During his early professional career, he served as a teacher in Georgia, a head coach at Edward Waters College in Jacksonville, Florida; he also served in the European Theater of Operation during World War II and was honorably discharged with the rank of Master Sergeant. From 1946-1962, he served as athletic director and coach of the Bethune-Cookman College’s Wildcats’ football and basketball teams. Matthews left the sidelines in 1960 after two heart attacks, but stayed on campus in the physical education department. He served as Assistant Professor of Health and Physical Education from 1957 to 1976.

He went on to serve as a minister at Mount Bethel Baptist Church, the oldest Black church in Daytona Beach; where he was the church’s pastor from 1965-1976. In 1973, Matthews was elected to the Daytona Beach City Commission and was a sitting city commissioner when he passed away. Bunky Matthews passed away on September 28, after suffering a heart attack while watching the Mohammed Ali vs. Ken Norton world heavyweight championship fight. He was remembered as a devoted husband to his wife Chequita and father to daughter Tanya.

Matthews brought two B-CC students with him to New Orleans in February of 1950: Roosevelt Grattic and Nelson Williams.

Born in 1929, Theodore Roosevelt Grattic Jr. was a sophomore at Bethune-Cookman College in 1950. In August of 1954, he completed his Bachelor of Science degree with a major in physical education.

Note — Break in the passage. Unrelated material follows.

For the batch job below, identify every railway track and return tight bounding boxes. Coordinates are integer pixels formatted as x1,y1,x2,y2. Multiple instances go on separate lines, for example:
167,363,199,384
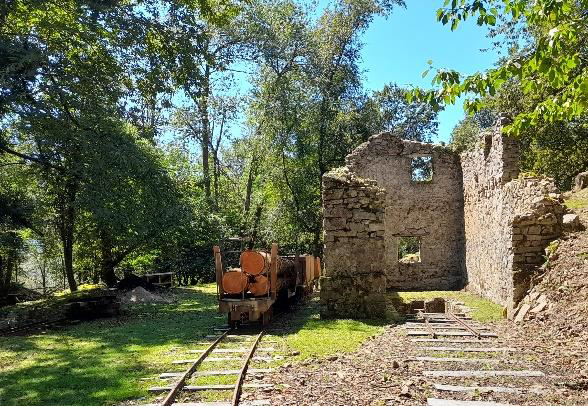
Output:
405,311,545,406
148,329,273,406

He would go on to coach in the Fort Myers, FL area before passing away in 2002.

Nelson P. Williams Jr. was noted as an “outstanding” star of the 1949-1950 junior class at Bethune-Cookman College. While at BC-C, he was an officer in the Omicron Epsilon Chapter of the Omega Psi Phi Fraternity—the first international fraternal organization founded on the campus of a historically black college. Born March 8, 1923, he was a World War II veteran in the U.S. Marines.

Nelson passed away on September 7, 2008, and was remembered as “an educator at Sleighton School in Lima and at Downingtown Industrial School in Downingtown, and also was a football coach at Oxford High and Cheyney University.” In August of 2020, the Peck Gym in the city of Fernandina Beach, FL was renamed in honor of former coach Nelson P. Williams Jr. City of Fernandina Beach officials said in marking the occasion: “Coach Williams committed thousands of hours to City of Fernandina Beach youth. He was much more than a coach; he taught life lessons anchored in family values, built self-esteem, instilled pride, and persistently pushed for excellence.”

At the groundbreaking Dillard meeting in 1950, Matthews extended an invitation to the founders to host the second NIA meeting at Bethune-Cookman College in Daytona Beach, Florida. However, a mix-up in the dates the following year meant that he wasn’t prepared to host the meeting in the spring of 1951. The representatives—who had come from Southern University, Texas Southern University, Florida A&M College, and Wiley College—later recalled the experience as largely unsuccessful, despite the host’s ad-hoc efforts to ‘entertain’ the representatives. But the small entourage quickly pivoted, meeting informally and agreeing to continue the association. They set the third meeting for Howard University in Washington, D.C.

Most NIRSA members know that this association owes much to the HBCUs that have been part of the Association since its inception. But many may not know that NIRSA has a dedicated HBCU Coalition committed to providing resources and avenues for networking for today’s crop of HBCU leaders in collegiate recreation.